Paul Homewood summarises the main points here:

  • Lightning was the original cause, even though such strikes are perfectly common, and do not usually result in such catastrophic blackouts
  • Hornsea wind farm tripped first, contrary to original reports.
  • They still don’t seem to know exactly why either Hornsea or Little Barford tripped, though it was obviously due to the lightning.
  • Along with the loss of 500MW of small embedded generation (wind and solar), the total loss was about 1878MW
  • National Grid has 1000MW of automatic back up power available, incl 472MW of battery storage. Clearly this was not enough.
  • Following the lightning strike, the grid’s protection systems worked properly

But more interesting, he goes on to argue, is what the report doesn’t tell you:

  • When Hornsea wind farm is fully operational in the next year or so, it will have capacity of 1200MW. In addition, Hornsea Project 2, due on line in 2024, will have an additional 1386MW capacity. It is not clear whether it will share the same transmission lines, but to have so much capacity at risk of tripping off is clearly far too big a risk.
  • The importance of inertia, provided by heavy rotating turbines, is not discussed. If more gas and coal power had been running at the time, would the blackouts have occurred. Just as importantly, what will happen in a few years time, when gas is no longer part of the normal baseload and is simply turned on when the wind is not blowing?
  • While the National Grid claim that their backup power worked properly, such measures are only useful for a short period of time, maybe an hour. The report does not mention that gas power very quickly made up the shortfall, within about half an hour.
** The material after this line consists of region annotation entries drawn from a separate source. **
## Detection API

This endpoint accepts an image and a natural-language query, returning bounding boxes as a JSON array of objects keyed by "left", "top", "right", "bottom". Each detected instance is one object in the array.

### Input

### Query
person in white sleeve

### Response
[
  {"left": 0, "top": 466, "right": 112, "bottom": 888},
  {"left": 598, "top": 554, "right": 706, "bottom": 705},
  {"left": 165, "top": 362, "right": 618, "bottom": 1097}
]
Well indeed. Since the disaster – which left passengers stranded on trains for many hours and cost heaven knows how many million man-hours of heartache, irritation and economic disruption – the National Grid has busily sought to excuse itself by repeatedly pointing out how unusual the incident was – the result of a freakish, near-simultaneous shut-down of two power stations, one wind-powered and one gas-powered.

But the responsibility of the National Grid is to allow for such freakish eventualities and to ensure there is always enough back up to provide electricity in the very worst-case scenarios. This power cut was not a perfectly forgivable lapse but in fact an inexcusable indictment of a failing system, in thrall to doctrinaire greenies who simply refuse to accept the degree to which the grid is being increasingly unbalanced by the drive for renewable energy.

As in South Australia, so it will prove in the UK: the more unreliables (wind and solar) that are imposed on Britain’s electricity grid (for cosmetic, political reasons), the more likely power cuts will become.

So powerful are the vested interests in the renewables industry, however, that the truth is likely to be suppressed for some time to come.

See, for example, how eager the Times’s Energy correspondent (and renewables advocate) little Emily Gosden was to pour scorn on my suggestion that wind energy was to blame for the power cut:

We now know that I was right and Emily was wrong. The Hornsea wind farm did trip first. The only reason people initially thought otherwise because it had — ahem — misrepresented the precise time when it went down.

Of course, being completely wrong was no bar to all those greenie useful idiots attacking me on Twitter and rehearsing all the usual lies about how evil fossil fuels are and how amazing renewables are.

Guess the last laugh’s on me, eh, thicko Rosalind?